For example, for bash, to specify that if a cluster has zero allocation for an
application for 5 minutes, the policy should fail active tasks and resubmit to an overflow cluster
for bash, set
SMC_RESUBMIT_ON_ZERO_RESOURCES_TIMEOUT_MINUTES to
5:
export SMC_RESUBMIT_ON_ZERO_RESOURCES_TIMEOUT_MINUTES=5
Note that if both the
resubmitOnZeroResourcesTimeoutMinutes (or
SMC_RESUBMIT_ON_ZERO_RESOURCES_TIMEOUT_MINUTES) and the
workloadRedirectionFailover (or
SMC_WORKLOAD_REDIRECTION_FAILOVER) parameters are set, then the system closes
the current session and cancels active tasks, and also resubmits the tasks to another cluster. (If
workloadRedirectionFailover (or
SMC_WORKLOAD_REDIRECTION_FAILOVER) is not enabled, the policy only fails the
active tasks (and does not resubmit them to other clusters).
- Optional: To
allow migrated sessions to use their original creation times from their original clusters, and
maintain a relative spot in the execution queue, you can enable the
useInitialSessionCreationTime parameter in your multicluster workload placement
policy (or set the SMC_USE_INITIAL_SESSION_CREATION_TIME environment variable
on the client host):
- Modify the workload placement policy file to enable the
useInitialSessionCreationTime setting on your multicluster
primary host.
For example,
to enable this setting:
<Application rerankIntervalMinutes="0"
resubmitOnZeroResourcesTimeoutMinutes="1"
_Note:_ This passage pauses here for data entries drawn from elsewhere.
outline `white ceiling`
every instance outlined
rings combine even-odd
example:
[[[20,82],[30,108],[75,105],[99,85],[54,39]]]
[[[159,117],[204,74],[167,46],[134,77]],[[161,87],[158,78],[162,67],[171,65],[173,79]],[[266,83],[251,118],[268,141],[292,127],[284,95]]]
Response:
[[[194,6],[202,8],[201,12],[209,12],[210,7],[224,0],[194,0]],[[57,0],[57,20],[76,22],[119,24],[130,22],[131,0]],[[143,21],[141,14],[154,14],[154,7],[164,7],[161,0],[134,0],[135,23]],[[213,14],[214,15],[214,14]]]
useInitialSessionCreationTime="enabled"
topNClusterForTaskRedirection="3"
topNClusterShareValues="1,1,1"
workloadRedirection="session"
workloadRedirectionFailover="enabled"/>
- Override workload placement file configurations defined the policy file by configuring the
SMC_USE_INITIAL_SESSION_CREATION_TIME environment variables on the client host.
For example, for bash, to enable this
setting:
export SMC_USE_INITIAL_SESSION_CREATION_TIME=enabled
Results
Multicluster
session failover is enabled. Additionally, if you also configured:
- resubmitOnZeroResourcesTimeoutMinutes or
SMC_RESUBMIT_ON_ZERO_RESOURCES_TIMEOUT_MINUTES
- If set, then the policy also checks for resource starvation, and if detected, fails active tasks
and resubmits them to an overflow cluster.
-
useInitialSessionCreationTime or
SMC_USE_INITIAL_SESSION_CREATION_TIME
- If set, migrated sessions maintain their original creation time from their original cluster,
maintaining their relative order in the execution queue.
What to do next
To check whether
multicluster session failover is
enabled, follow these steps:
- From the multicluster management console, select .
- Expand Application Settings to reveal the applications and policies
table.
- Under Bins, select the information icon next to a workload bin to check
whether workload redirection applies to sessions, and whether failover for
session-level workload redirection is enabled for that bin.